Here's an article on how to help your fearful dog . It's all about classical conditioning and like Jean Donaldson says it's a case of open bar ,closed bar. This article is by Casey Lomonaco http://ptfordogs.blogspot.com/2009/11/how-to-help-your-fearful-dog-become.html 
This quote is key from this article "Think of Pavlov's dogs when using classical conditioning to modify aggressive or reactive behavior. The stimulus (trigger) should predict the arrival of food-just as a bell or lab coat would for Pavlov's dogs. The reinforcement is contingent not upon the dog's behavior, but upon the presentation of the stimulus. The dogs got fed no matter what they were doing".


----------



## The Laughing Magpie (Aug 20, 2009)

This is pretty much what I have used for my reactive dog Yogi, he has come miles, I seldom need to stuff treats in his mouth, now he looks at me, I set the tone, we calmly walk away together. It has not happen over night, but this was the technique that has produced results.


----------



## davetgabby (Dec 29, 2007)

The Laughing Magpie said:


> This is pretty much what I have used for my reactive dog Yogi, he has come miles, I seldom need to stuff treats in his mouth, now he looks at me, I set the tone, we calmly walk away together. It has not happen over night, but this was the technique that has produced results.

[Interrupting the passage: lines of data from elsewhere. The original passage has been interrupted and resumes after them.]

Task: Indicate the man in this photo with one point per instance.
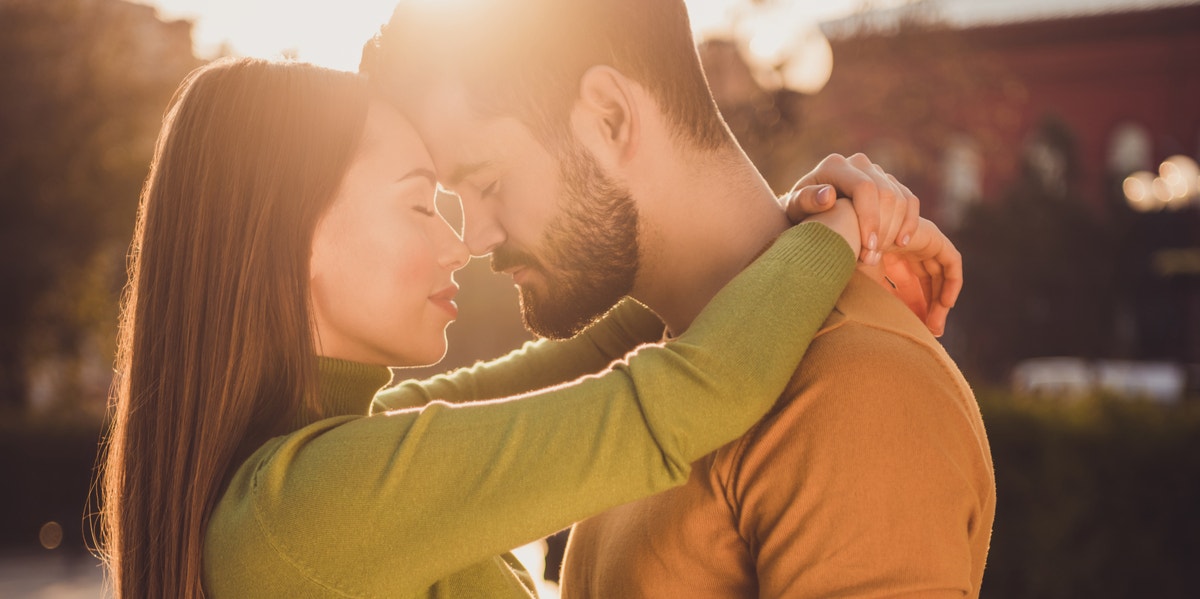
(592, 163)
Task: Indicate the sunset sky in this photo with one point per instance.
(333, 33)
(774, 31)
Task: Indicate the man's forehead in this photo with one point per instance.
(454, 131)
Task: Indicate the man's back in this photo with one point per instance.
(871, 477)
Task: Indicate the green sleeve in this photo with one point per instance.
(388, 504)
(535, 365)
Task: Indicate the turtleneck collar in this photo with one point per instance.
(347, 387)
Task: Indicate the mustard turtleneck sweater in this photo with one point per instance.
(426, 502)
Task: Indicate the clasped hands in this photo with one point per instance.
(909, 255)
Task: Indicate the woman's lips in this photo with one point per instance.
(444, 299)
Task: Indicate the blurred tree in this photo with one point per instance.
(85, 85)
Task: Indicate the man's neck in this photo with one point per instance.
(703, 221)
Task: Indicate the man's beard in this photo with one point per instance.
(588, 252)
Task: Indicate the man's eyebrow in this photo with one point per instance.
(424, 173)
(463, 171)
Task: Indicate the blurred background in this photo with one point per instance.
(1054, 141)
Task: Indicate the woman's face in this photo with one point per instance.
(382, 257)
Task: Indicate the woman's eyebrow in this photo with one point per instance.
(423, 173)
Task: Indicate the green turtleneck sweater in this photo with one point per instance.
(426, 502)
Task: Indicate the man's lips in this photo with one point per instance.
(444, 299)
(519, 274)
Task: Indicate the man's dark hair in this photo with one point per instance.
(525, 58)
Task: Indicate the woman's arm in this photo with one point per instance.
(395, 502)
(535, 365)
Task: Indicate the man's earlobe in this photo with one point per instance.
(606, 112)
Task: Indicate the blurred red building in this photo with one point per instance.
(958, 109)
(1017, 132)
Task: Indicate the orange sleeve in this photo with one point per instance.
(869, 479)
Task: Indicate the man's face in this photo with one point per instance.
(565, 232)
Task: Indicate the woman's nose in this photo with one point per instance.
(453, 253)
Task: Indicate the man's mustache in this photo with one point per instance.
(507, 258)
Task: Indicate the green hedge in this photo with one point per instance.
(1096, 498)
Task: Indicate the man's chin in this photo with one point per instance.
(564, 321)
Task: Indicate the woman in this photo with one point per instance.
(287, 247)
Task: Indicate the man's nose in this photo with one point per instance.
(481, 231)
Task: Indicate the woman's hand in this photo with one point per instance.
(922, 265)
(841, 219)
(927, 275)
(888, 213)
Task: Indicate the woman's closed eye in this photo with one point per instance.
(490, 190)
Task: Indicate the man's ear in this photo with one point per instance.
(605, 117)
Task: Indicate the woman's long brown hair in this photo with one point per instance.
(215, 347)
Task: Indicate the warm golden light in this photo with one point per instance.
(331, 34)
(1139, 191)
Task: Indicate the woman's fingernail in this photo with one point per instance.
(826, 196)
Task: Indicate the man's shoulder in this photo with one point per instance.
(874, 361)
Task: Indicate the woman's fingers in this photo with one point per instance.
(807, 201)
(911, 216)
(888, 213)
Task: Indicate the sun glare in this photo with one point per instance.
(331, 33)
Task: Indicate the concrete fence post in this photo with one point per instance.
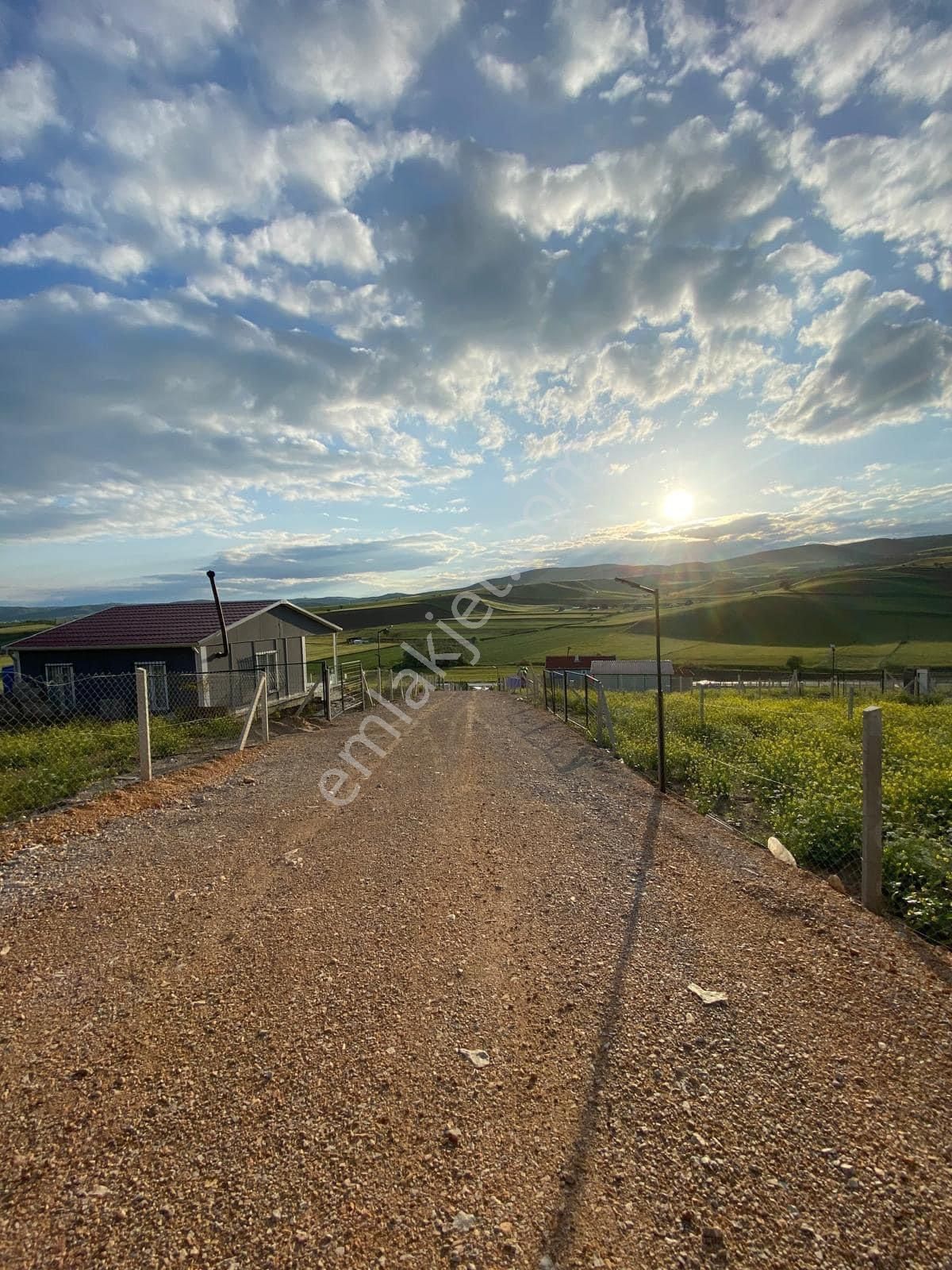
(873, 810)
(266, 730)
(145, 740)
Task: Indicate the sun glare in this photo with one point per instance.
(678, 505)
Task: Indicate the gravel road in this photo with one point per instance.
(232, 1026)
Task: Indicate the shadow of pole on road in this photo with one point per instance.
(558, 1242)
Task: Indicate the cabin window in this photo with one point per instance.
(158, 683)
(61, 687)
(267, 662)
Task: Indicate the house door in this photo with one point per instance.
(158, 685)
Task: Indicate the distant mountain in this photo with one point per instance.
(44, 614)
(812, 556)
(587, 584)
(343, 601)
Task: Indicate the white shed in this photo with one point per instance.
(632, 676)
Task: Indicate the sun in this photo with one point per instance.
(678, 505)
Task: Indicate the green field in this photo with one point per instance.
(754, 611)
(42, 765)
(10, 632)
(793, 768)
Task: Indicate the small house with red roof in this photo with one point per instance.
(181, 647)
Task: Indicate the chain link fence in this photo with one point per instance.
(73, 736)
(771, 762)
(69, 734)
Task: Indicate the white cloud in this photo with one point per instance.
(152, 391)
(919, 65)
(833, 44)
(624, 87)
(27, 106)
(365, 52)
(771, 230)
(898, 187)
(116, 260)
(336, 238)
(505, 75)
(698, 173)
(881, 364)
(196, 158)
(127, 31)
(594, 38)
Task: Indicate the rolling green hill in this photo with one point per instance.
(886, 602)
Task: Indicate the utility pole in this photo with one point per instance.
(654, 591)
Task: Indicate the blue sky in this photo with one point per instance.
(362, 296)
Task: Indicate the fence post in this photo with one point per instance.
(266, 730)
(873, 810)
(145, 741)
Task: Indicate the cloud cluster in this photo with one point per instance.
(323, 251)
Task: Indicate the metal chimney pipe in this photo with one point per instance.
(226, 651)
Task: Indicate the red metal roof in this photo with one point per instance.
(574, 660)
(145, 625)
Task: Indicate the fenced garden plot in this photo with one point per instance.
(793, 768)
(63, 736)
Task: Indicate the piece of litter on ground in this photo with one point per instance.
(780, 852)
(708, 996)
(478, 1057)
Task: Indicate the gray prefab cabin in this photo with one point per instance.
(181, 647)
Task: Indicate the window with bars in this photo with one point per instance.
(158, 683)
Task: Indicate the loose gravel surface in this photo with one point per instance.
(232, 1029)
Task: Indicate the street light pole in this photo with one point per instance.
(654, 591)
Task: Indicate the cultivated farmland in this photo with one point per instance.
(793, 766)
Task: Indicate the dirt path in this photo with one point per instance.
(230, 1029)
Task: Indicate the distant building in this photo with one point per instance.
(575, 660)
(632, 676)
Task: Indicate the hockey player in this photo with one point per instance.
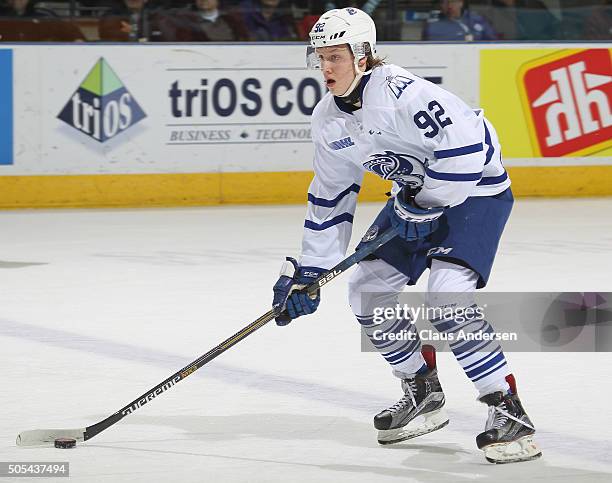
(450, 202)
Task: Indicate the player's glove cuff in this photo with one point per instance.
(411, 221)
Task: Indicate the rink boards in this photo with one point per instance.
(136, 125)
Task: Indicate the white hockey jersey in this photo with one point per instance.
(409, 131)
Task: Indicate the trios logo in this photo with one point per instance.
(101, 107)
(568, 102)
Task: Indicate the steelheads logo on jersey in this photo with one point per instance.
(102, 107)
(567, 100)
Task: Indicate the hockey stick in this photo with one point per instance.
(45, 437)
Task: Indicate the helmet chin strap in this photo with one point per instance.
(358, 75)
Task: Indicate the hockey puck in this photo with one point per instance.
(65, 443)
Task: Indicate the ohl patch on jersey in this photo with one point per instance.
(567, 100)
(101, 107)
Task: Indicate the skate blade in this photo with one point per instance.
(419, 426)
(523, 449)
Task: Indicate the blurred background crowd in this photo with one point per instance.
(291, 20)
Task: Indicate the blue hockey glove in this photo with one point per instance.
(287, 294)
(410, 221)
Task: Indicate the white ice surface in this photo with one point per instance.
(98, 306)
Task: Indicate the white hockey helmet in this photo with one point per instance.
(342, 26)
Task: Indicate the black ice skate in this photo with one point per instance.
(508, 435)
(419, 411)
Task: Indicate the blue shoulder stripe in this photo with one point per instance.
(326, 224)
(493, 179)
(354, 188)
(462, 151)
(453, 176)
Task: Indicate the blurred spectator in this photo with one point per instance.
(266, 20)
(458, 23)
(202, 22)
(24, 9)
(598, 26)
(131, 21)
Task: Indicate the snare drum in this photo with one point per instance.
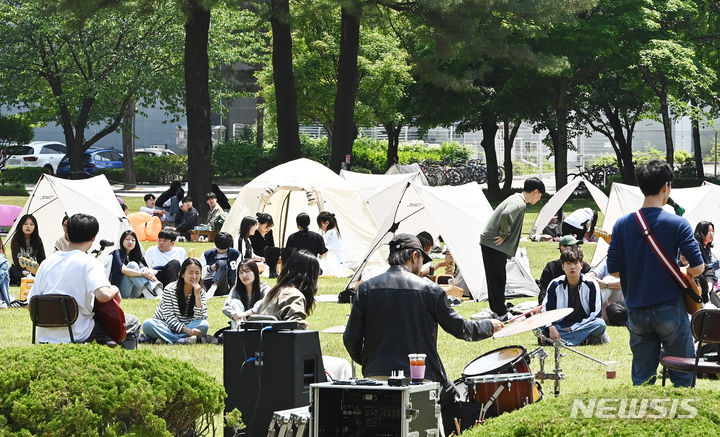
(511, 391)
(510, 359)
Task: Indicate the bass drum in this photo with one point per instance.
(509, 359)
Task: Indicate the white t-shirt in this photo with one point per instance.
(579, 216)
(77, 274)
(156, 258)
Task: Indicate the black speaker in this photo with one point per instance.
(290, 362)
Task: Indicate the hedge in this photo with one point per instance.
(605, 412)
(61, 390)
(22, 175)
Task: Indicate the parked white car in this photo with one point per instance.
(154, 151)
(45, 154)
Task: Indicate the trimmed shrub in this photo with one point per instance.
(61, 390)
(237, 156)
(667, 412)
(114, 175)
(22, 175)
(160, 169)
(13, 190)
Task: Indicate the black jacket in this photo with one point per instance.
(398, 313)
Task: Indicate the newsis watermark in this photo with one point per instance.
(633, 408)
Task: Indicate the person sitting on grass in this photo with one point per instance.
(76, 273)
(581, 293)
(165, 258)
(129, 271)
(246, 295)
(181, 315)
(220, 266)
(150, 207)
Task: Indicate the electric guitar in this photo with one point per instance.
(109, 314)
(691, 306)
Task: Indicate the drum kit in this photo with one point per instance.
(501, 380)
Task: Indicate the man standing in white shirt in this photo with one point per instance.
(165, 258)
(76, 273)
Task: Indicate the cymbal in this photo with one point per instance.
(530, 323)
(334, 330)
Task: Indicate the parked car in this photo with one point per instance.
(45, 154)
(153, 151)
(93, 160)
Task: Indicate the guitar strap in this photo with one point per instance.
(669, 265)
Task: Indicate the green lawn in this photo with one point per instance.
(580, 373)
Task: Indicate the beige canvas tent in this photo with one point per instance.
(459, 214)
(54, 197)
(700, 203)
(307, 186)
(560, 197)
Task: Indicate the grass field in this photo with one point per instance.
(580, 373)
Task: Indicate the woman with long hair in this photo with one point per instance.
(25, 243)
(293, 297)
(246, 295)
(333, 263)
(129, 271)
(181, 315)
(705, 234)
(4, 278)
(263, 242)
(304, 239)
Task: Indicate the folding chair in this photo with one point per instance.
(53, 311)
(705, 327)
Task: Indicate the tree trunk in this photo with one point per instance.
(697, 149)
(284, 80)
(667, 127)
(561, 144)
(393, 133)
(259, 132)
(509, 139)
(489, 128)
(347, 84)
(128, 133)
(197, 92)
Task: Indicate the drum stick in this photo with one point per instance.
(524, 314)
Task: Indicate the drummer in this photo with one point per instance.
(581, 293)
(398, 313)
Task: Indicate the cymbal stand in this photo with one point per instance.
(557, 374)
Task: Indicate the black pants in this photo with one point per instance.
(569, 229)
(132, 333)
(272, 256)
(496, 277)
(168, 273)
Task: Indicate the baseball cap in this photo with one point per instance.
(408, 241)
(569, 240)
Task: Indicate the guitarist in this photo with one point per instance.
(76, 273)
(656, 311)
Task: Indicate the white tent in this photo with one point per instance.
(700, 203)
(54, 197)
(407, 168)
(380, 190)
(307, 186)
(560, 197)
(459, 214)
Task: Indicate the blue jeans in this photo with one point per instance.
(575, 337)
(131, 286)
(154, 329)
(665, 326)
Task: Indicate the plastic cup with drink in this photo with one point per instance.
(611, 369)
(417, 367)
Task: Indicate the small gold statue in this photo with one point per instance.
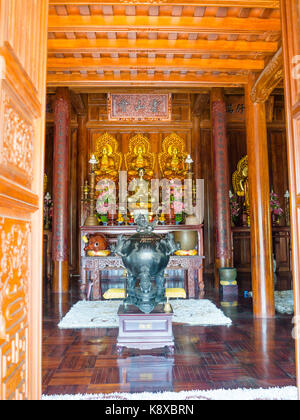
(172, 159)
(109, 159)
(142, 197)
(241, 184)
(138, 157)
(106, 166)
(175, 165)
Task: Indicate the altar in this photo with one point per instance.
(92, 266)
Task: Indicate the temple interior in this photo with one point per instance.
(149, 179)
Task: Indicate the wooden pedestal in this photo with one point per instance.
(145, 331)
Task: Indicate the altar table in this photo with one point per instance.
(191, 264)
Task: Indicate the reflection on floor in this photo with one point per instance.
(250, 353)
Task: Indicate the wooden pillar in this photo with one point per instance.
(260, 218)
(290, 11)
(223, 248)
(60, 191)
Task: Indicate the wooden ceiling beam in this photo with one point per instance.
(269, 79)
(73, 46)
(194, 64)
(144, 79)
(272, 4)
(226, 25)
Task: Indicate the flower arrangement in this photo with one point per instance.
(176, 201)
(276, 210)
(235, 208)
(106, 201)
(48, 211)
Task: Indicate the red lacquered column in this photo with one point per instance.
(223, 247)
(60, 191)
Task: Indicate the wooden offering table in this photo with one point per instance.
(145, 331)
(94, 265)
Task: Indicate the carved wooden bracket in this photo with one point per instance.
(268, 79)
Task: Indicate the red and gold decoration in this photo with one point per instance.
(102, 192)
(139, 156)
(172, 160)
(109, 159)
(241, 187)
(139, 107)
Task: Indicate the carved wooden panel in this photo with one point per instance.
(23, 47)
(16, 141)
(14, 280)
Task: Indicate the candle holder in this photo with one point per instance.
(92, 219)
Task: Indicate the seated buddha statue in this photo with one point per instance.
(175, 164)
(140, 161)
(107, 167)
(141, 199)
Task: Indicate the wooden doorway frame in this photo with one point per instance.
(290, 15)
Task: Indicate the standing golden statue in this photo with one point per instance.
(109, 158)
(139, 157)
(172, 160)
(241, 185)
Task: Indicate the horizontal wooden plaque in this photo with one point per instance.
(139, 107)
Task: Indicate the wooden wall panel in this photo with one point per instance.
(23, 37)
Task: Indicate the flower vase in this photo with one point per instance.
(111, 218)
(275, 219)
(172, 216)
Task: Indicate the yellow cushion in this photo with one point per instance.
(176, 292)
(183, 253)
(114, 294)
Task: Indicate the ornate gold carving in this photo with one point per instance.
(110, 160)
(241, 185)
(139, 156)
(172, 158)
(14, 280)
(17, 140)
(269, 79)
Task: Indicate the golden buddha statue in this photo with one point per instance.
(141, 199)
(241, 184)
(172, 159)
(109, 159)
(139, 156)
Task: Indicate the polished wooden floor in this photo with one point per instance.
(250, 353)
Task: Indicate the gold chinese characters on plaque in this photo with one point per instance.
(139, 107)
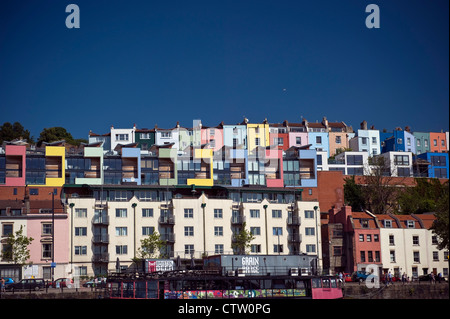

Right on Robbie. You have done wonders. For sure, this is a very slow process for some dogs. Unlike television shows that pretend to cure a dog in a couple of hours,if not an hour. this takes time to truly make a difference. Much more to it than suppressing the behavior in a shut down dog. Although the video is rather lengthy, Drayton Michaels has a good demonstration on what's involved with leash and environmental reactivity. here http://www.dogstardaily.com/blogs/brandi-nancy-–-study-leash-reactivity-july-august-2011


----------